Correspondance de Voltaire/1744/Lettre 1644

La bibliothèque libre.
Correspondance de Voltaire/1744
Correspondance : année 1744GarnierŒuvres complètes de Voltaire, tome 36 (p. 286-287).

1644. — À M. LE MARQUIS D’ARGENSON.
À Cirey[1], ce 15 avril.

Vanitas vanitatum, et metaphysica vanitas[2]. C’est ce que j’ai toujours pensé, monsieur ; et toute métaphysique ressemble assez à la coquecigrue de Rabelais bombillant ou bombinant dans le vide[3]. Je n’ai parlé de ces sublimes billevesées que pour faire savoir les opinions de Newton, et il me paraît qu’on peut tirer quelque fruit de ce petit passage :

« Que savait donc sur l’âme et sur les idées celui qui avait soumis l’infini au calcul, et qui avait découvert la nature de la lumière et la gravitation ? Il savait douter[4]. »

Physiquement parlant, monsieur, je vous suis bien obligé de vos bontés, et, surtout, de celle que vous avez de vouloir bien réparer, par mon petit contrat avec un prince et avec un saint, les pertes que j’ai faites avec tant de profanes. J’ai l’honneur de courir ma cinquantième année.

Êtes-vous dans la cinquantième ?
J’y suis, et je n’en vaux pas mieux ;
C’est un assez f… quantième,
Tâchez un jour d’en compter deux.

En vous remerciant mille fois, monsieur, et en vous demandant le secret. J’ai donné à Doyen le féal, argent comptant, et billets qui valent argent comptant mais on paye le plus tard qu’on peut, et un fesse-matthieu de fermier de M. le duc de Richelieu, nommé Duclos, qui devait, selon toutes les lois divines et humaines, me compter quatre mille livres le lendemain de Pâques, recule tant qu’il peut, tout contraignable qu’il est.
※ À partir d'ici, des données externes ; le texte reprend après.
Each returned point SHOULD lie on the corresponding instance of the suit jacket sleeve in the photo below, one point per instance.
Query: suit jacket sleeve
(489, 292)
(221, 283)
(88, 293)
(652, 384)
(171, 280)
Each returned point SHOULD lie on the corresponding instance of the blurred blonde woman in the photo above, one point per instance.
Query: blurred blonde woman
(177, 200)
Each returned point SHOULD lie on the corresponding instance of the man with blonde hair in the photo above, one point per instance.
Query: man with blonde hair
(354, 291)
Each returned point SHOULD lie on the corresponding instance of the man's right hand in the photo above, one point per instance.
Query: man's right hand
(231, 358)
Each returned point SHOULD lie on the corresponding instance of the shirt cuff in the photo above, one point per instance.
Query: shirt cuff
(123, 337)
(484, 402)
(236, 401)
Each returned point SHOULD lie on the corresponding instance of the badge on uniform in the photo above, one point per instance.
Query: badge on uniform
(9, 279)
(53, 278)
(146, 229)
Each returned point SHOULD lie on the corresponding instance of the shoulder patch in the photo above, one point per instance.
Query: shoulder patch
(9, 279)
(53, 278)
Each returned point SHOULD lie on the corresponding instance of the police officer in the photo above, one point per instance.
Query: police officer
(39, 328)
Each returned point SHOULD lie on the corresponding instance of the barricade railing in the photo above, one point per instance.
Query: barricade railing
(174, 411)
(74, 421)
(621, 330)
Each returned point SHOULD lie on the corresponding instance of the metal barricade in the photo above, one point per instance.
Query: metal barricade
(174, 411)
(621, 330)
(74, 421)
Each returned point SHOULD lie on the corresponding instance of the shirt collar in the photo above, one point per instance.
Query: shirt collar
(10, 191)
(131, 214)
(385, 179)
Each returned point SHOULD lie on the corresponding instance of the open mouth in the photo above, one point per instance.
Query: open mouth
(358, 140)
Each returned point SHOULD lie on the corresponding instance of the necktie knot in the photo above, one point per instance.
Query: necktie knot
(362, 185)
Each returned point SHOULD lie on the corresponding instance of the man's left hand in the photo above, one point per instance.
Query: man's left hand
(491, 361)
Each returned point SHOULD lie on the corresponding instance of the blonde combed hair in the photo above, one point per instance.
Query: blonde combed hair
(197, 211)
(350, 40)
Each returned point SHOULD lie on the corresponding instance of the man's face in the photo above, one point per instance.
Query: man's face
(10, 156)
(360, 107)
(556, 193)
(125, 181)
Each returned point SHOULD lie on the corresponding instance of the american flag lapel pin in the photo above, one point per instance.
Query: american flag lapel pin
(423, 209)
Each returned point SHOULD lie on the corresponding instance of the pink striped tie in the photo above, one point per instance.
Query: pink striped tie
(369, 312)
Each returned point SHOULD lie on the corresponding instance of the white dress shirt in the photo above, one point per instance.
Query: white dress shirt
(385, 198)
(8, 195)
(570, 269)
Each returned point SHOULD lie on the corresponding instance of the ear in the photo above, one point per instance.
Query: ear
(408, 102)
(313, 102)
Voulez-vous permettre que ce Doyen fasse toujours mon contrat à bon compte ? Sinon il n’y a qu’à le réduire à ce que Doyen a dans ses mains. Je mangerai le reste à mon retour très-volontiers. Faites comme il vous plaira avec votre vieux serviteur.

Je m’occupe à présent à faire un divertissement[5] pour un dauphin et une dauphine que je ne divertirai point. Mais je veux faire quelque chose de joli, de gai, de tendre, de digne du duc de Richelieu, l’ordonnateur de la fête.

Cirey est charmant, c’est un bijou venez-y, monsieur tâchez d’avoir affaire à Joinville. Mme  du Châtelet vous aime de tout son cœur, vous désire autant que moi, et vous recevra comme elle recevait Wolff et Leibnitz. Vous valez mieux que tous ces gens-là. Portez-vous bien. Permettez que je présente mes respects à monsieur l’avocat du roi très-chrétien[6]. Je vous aime et vous respecte de tout mon cœur.

Votre ancien et le plus ancien serviteur, etc.

  1. Voltaire n’avait pas revu Cirey depuis le commencement de février 1742.
  2. Ecclésiaste, ch. i, v. 2.
  3. In vacuo bombinans. (Pantagruel, liv. II, ch. vii.)
  4. Voyez tome XXII, page 427.
  5. La Princesse de Navarre ; voyez tome IV, page 271.
  6. M. de Paulmy, fils du marquis d’Argenson.